Battle passes and most microtransactions in games. Day one patches, and GaaS games, always online games and expiring media licenses. VAC bans on Steam.
Wait, why VAC bans? You need to earn those by cheating in a multiplayer game. Ultimately, the game company is responsible for combating cheating and moderating the game, otherwise its value is plummetting. Also, you get warnings first / time bans till you get caught too many times doing the same thing.
Because they're automatic and irreversible, and mistakes happen. I once worked for a different game company that auto banned people from games too, but I know at least some of them didn't, it ability to detect wasn't perfect and we absolutely banned people from time to time incorrectly. We just left people with no recourse and pretended that just wasn't possible. We never reversed our bans either.
I don't play many modern games (I'm currently replaying Watch Dogs 1).
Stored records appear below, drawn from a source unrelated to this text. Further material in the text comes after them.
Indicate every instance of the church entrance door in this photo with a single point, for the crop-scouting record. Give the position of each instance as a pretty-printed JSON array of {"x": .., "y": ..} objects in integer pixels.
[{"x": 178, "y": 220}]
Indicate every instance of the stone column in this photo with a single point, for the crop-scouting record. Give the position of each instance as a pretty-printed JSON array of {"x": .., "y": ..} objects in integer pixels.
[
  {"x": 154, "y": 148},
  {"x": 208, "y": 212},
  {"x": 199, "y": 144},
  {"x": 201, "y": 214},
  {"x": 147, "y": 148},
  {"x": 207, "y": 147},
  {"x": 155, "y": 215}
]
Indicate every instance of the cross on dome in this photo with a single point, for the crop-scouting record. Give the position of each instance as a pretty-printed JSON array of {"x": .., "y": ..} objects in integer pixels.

I bought a game a few years ago (can't remember which one) and there was barely anything on the disc! My xbox copied maybe 100MB of data from the disc, and had to download the remaining 30+ GB. The disc was essentially just a giant license key and a small 128MB USB stick probably could have taken its place.
It made me think of this revolutionary idea: Why not finish the game before the deadline, and put the game on the disc? Wow.
Oh, yeah, that's the new normal, I'm a bit surprised they gave you a whole 100MB to call your own.
The modern Dad pro-move for giving the kids a game console for Christmas is to sneak the box open, set it up, do all the ridiculous downloads and patches then sneak it all back into the box nice and tidy so that the kids can just open it and go on Christmas morning.
Oh, yeah, that's the new normal, I'm a bit surprised they gave you a whole 100MB to call your own.
...and then you realize that they will eventually shut the online service down for that console and you won't be able to play the game you bought anymore at all, despite buying a physical copy.
How are day one patches a "scam" exactly? Maybe they're inconvenient, but calling it a "scam" is a bit of a stretch. There's really nothing malicious about the idea at all. Also VAC bans, really?
I know people who used to work in game QA work, the key term is used to, the work isn't there anymore. Yes those jobs literally still exist, but it's not like it used to be, they're almost always contractors and where they used to hire in droves, the cycles are shorter and more last minute, with less people.
The dirty truth is that day one patches are a result of trading a release date for money - they budget for releasing, getting money from the sales, and using that to pay the last part of development. They're borrowing against the future, and they collect so much data from games that they get to effectively test games they know are not finished on consumers.
My guess would be the studios that left out parts of the game to get favorable reviews before release. Then say patching in the microtransaction store. I believe it's happen more than once where reviewers got one copy and then unrelease a store was put in. I remember TotalBuscuit talking about it
I think that expecting no day 1 patches is kind of unreasonable. More specifically for PC games at least. It's really not the end of the world if they have to fix a few bugs in the first couple of days. It's the companies that don't fix broken content for weeks or even months+ that are problematic. It's not like back in the day where they could ship a game out and know exactly what equipment people are gonna have. People are playing Skyrim on toasters ffs no company is gonna get it exactly right for everyone at launch. I'm pretty forgiving for the most part as long as they communicate and make it up to the players when appropriate. I have considerably less patience for bigger companies that release dumpster fires or incomplete games on purpose. They can rot.
It's actually pretty reasonable for console games as well, if not more so. Because consoles get physical releases, they need to put a version of the game onto the disk/cartridge long enough before the launch date to produce, ship, and stock the game where ever it gets sold. So the physical release gets a 1.0.0 version, and by the launch date, whatever other bug fixes and the like we're done get pushed as a day one update.